Janesh Gupta, Professor of Obstetrics and Gynaecology at the University of Birmingham and based at Birmingham Women’s Hospital, said: “While the interventions studied in this trial represent options available in primary care settings in the UK, insertion of IUDs is not part of primary care in all health care settings, and in some circumstances requires gynaecologist consultation.  This trial should encourage the use of IUDs in primary care.

“Both LNG-IUS and usual medical treatments reduced the adverse impact of menorrhagia on women’s lives over two years but this trial shows that LNG-IUS is the more effective first choice, as assessed by the impact of bleeding on women’s quality of life.”

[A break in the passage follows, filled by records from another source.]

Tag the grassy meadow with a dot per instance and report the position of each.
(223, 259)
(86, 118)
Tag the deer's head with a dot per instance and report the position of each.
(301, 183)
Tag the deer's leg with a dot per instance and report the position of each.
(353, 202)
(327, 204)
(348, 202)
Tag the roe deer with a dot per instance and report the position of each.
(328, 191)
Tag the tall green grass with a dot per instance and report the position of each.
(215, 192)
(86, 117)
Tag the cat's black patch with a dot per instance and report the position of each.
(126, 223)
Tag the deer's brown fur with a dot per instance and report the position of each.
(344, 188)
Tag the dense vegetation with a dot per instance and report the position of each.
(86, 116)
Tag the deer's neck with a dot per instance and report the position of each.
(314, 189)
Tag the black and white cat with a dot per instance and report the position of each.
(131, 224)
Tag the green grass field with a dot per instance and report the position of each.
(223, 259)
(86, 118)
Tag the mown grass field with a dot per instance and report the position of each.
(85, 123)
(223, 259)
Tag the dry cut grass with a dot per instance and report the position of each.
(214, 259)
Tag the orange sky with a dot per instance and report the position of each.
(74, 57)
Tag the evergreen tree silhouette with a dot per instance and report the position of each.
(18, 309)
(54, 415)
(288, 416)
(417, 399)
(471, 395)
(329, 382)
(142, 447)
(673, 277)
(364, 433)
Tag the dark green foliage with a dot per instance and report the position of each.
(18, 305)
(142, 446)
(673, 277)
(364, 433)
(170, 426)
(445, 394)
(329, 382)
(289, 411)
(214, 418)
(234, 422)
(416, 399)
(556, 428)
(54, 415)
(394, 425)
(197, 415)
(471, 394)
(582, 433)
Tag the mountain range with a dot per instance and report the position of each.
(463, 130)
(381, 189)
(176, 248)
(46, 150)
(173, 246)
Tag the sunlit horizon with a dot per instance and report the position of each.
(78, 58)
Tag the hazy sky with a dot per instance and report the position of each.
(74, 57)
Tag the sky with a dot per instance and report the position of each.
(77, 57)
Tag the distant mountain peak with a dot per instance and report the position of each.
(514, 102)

Joe Kai, a GP and Professor of Primary Care at The University of Nottingham, said:

“We hope our results are very positive news for women and their GPs. This trial tells us not only that treatments can be effective, but also what to choose, bearing in mind a woman’s preferences for having a contraceptive IUS inserted or not. 

“Heavy menstrual bleeding can be very debilitating but we know many do not seek help. We need to make women more aware beneficial treatments are available, and to offer options such as LNG-IUS more often.”